Coordination chemistry is a branch of chemistry that focuses on the study of compounds featuring metal atoms or ions, which are surrounded by other chemical species known as ligands. These ligands are molecules or ions that can donate a pair of electrons to form a coordinate covalent bond with the metal, creating a coordination complex.

Each complex features a central metal ion or atom, which can vary in its oxidation state, size, and other chemical properties, and the ligands, which can bind to the metal in various numbers and arrangements. The region around the metal where the ligands are directly attached is called the coordination sphere.

A polydentate ligand, also known as a multidentate or chelating ligand, is capable of attaching to a metal ion or atom through multiple binding sites. This involves donation of electron pairs from the ligand to the metal, resulting in the formation of several coordinate covalent bonds within a single ligand-metal interaction. This multidentate bonding leads to the creation of highly stable complexes compared to those formed with monodentate ligands, which attach at a single point.

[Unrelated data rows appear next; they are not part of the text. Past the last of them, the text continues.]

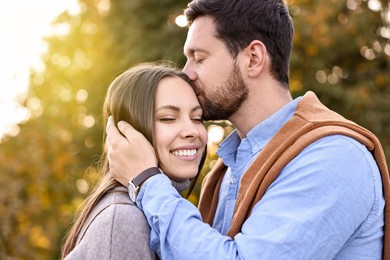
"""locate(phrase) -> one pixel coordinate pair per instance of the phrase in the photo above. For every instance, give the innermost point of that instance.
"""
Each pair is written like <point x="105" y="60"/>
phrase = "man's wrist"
<point x="135" y="183"/>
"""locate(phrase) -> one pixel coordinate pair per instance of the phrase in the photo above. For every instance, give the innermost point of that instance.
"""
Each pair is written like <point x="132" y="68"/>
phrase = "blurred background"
<point x="52" y="90"/>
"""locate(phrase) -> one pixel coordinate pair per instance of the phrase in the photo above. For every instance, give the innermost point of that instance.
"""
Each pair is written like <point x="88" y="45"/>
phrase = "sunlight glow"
<point x="23" y="23"/>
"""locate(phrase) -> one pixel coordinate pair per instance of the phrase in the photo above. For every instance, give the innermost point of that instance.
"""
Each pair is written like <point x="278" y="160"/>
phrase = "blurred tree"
<point x="341" y="51"/>
<point x="50" y="167"/>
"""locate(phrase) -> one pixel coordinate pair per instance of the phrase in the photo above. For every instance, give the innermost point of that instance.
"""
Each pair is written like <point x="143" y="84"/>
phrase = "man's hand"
<point x="128" y="154"/>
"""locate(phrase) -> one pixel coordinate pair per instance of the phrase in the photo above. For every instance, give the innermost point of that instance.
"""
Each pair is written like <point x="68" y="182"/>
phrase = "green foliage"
<point x="47" y="170"/>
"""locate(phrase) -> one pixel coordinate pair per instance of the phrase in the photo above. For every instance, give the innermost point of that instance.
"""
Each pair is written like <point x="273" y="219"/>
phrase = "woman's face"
<point x="179" y="135"/>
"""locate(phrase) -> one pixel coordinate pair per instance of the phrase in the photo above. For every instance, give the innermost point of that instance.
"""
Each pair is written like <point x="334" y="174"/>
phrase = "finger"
<point x="110" y="127"/>
<point x="127" y="130"/>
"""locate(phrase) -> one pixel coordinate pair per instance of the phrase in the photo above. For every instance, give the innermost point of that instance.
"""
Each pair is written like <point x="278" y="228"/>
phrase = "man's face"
<point x="218" y="82"/>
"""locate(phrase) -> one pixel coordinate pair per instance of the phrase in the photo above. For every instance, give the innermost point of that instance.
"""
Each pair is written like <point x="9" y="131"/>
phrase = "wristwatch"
<point x="134" y="183"/>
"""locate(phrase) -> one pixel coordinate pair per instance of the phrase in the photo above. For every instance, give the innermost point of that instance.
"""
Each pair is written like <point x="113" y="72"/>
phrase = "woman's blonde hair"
<point x="131" y="98"/>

Donor atoms are the atoms within a ligand that actually bind to the central metal atom or ion in coordination complexes. They are the sources of the electron pairs that are donated to the metal center to form coordinate bonds. The most common donor atoms include nitrogen, oxygen, and sulfur, which have lone pairs of electrons that make them effective at binding to metal ions.

The nature of the donor atoms, including their size, electronegativity, and the electron-donating ability, can greatly influence the stability and properties of the resulting coordination complex. For instance, nitrogen donor atoms, as found in ethylenediamine and bipyridine, tend to form very strong bonds with metal ions, particularly those belonging to the first transition series. In contrast, oxygen donors, such as those in the oxalate anion, may form somewhat weaker bonds dependent on the metal but still result in significant stabilization of the complex.

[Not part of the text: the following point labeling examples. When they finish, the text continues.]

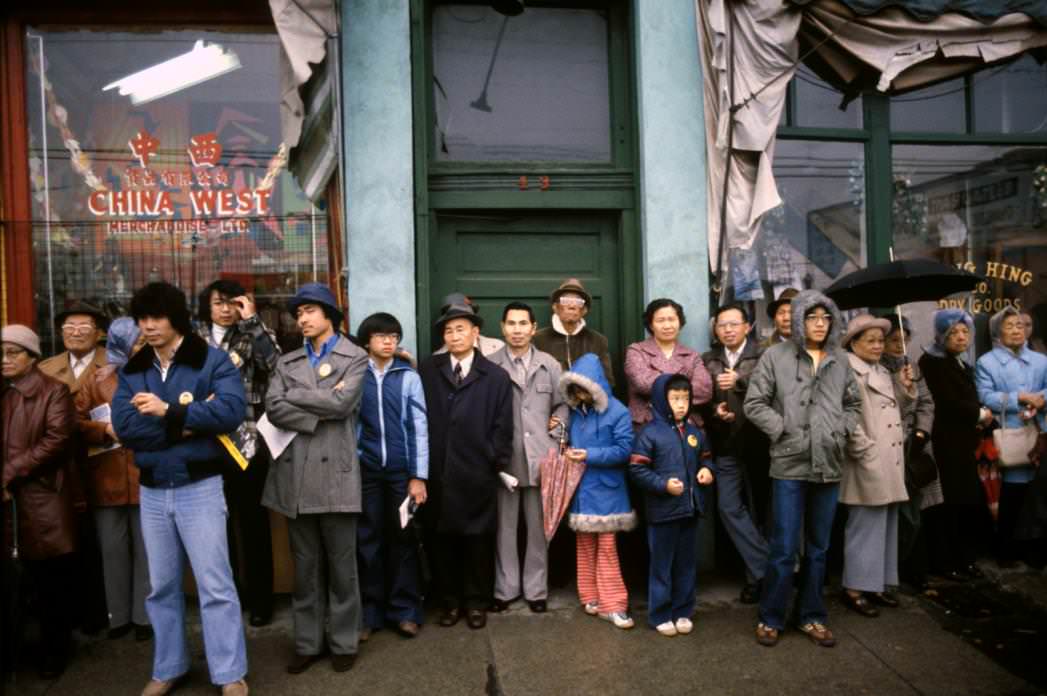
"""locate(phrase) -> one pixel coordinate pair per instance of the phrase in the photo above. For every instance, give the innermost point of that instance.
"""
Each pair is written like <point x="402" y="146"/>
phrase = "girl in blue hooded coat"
<point x="670" y="461"/>
<point x="601" y="434"/>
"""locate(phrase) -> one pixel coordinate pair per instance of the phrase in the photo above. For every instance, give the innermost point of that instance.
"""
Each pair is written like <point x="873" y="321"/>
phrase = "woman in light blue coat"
<point x="1012" y="383"/>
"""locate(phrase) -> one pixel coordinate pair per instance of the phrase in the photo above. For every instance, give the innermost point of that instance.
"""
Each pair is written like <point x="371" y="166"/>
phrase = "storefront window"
<point x="158" y="156"/>
<point x="532" y="87"/>
<point x="819" y="233"/>
<point x="983" y="208"/>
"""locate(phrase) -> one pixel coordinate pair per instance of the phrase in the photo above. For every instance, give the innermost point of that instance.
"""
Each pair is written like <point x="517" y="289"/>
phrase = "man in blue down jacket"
<point x="174" y="398"/>
<point x="804" y="397"/>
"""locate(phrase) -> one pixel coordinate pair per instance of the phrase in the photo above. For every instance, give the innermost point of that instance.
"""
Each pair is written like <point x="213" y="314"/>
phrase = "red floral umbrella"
<point x="559" y="478"/>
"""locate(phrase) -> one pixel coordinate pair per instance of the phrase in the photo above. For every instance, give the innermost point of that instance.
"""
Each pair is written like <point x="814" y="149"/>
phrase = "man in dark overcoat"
<point x="470" y="405"/>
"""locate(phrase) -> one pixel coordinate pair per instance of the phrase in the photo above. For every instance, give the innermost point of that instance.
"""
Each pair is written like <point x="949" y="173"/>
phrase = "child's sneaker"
<point x="619" y="619"/>
<point x="668" y="628"/>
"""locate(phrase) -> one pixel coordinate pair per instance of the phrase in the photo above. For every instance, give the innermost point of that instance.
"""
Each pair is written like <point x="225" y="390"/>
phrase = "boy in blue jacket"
<point x="394" y="445"/>
<point x="669" y="462"/>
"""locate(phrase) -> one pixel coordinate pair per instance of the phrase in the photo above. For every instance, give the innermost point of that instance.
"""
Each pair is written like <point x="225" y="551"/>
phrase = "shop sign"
<point x="148" y="202"/>
<point x="980" y="301"/>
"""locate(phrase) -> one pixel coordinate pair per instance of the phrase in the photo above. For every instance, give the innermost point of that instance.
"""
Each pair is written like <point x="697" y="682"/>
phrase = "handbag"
<point x="1015" y="444"/>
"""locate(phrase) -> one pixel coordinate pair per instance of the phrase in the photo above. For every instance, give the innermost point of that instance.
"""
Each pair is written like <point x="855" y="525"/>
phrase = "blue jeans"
<point x="795" y="502"/>
<point x="673" y="569"/>
<point x="192" y="519"/>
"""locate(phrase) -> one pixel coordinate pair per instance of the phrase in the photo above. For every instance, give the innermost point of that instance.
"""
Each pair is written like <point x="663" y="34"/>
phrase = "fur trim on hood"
<point x="806" y="300"/>
<point x="586" y="373"/>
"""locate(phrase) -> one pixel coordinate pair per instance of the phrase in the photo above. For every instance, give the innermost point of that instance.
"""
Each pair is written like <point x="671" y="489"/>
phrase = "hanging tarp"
<point x="309" y="114"/>
<point x="890" y="50"/>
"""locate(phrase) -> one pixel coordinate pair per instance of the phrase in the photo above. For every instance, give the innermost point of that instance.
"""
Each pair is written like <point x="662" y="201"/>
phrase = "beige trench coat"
<point x="874" y="471"/>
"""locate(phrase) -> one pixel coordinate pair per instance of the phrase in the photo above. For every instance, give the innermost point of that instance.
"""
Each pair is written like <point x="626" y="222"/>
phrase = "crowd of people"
<point x="403" y="481"/>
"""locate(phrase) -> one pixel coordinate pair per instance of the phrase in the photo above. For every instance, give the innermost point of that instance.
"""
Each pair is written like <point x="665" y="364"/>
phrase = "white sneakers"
<point x="619" y="619"/>
<point x="682" y="627"/>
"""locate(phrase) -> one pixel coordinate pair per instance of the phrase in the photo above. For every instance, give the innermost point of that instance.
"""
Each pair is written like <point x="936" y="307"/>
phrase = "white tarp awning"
<point x="900" y="52"/>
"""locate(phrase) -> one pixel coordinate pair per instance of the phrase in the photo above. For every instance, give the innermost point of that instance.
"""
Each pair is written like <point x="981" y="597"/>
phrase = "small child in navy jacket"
<point x="669" y="462"/>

Chelation is a specific type of coordination where a single ligand occupies multiple coordination sites on a metal ion. This occurs because the ligand possesses more than one donor atom, each capable of donating a pair of electrons to the metal. The term chelation derives from the Greek word 'chele', which means claw, referring to the way these ligands appear to grasp the central metal ion.

Chelating ligands, such as ethylenediamine (en) or the ethylenediaminetetraacetate ion (EDTA), significantly increase the stability of a metal complex through the 'chelate effect'. This is primarily because chelate rings are formed during the coordination process, reducing the possibility of the ligand being replaced and thus enhancing the overall stability of the complex.

EDTA, a hexadentate ligand, forms up to six bonds with a single metal ion, making it one of the most potent chelators used in coordination chemistry. Its ability to tightly bind metal ions has made it incredibly useful in a variety of applications, such as water softening, as a chelating agent in medical treatments, and even in the remediation of heavy metal contaminated environments.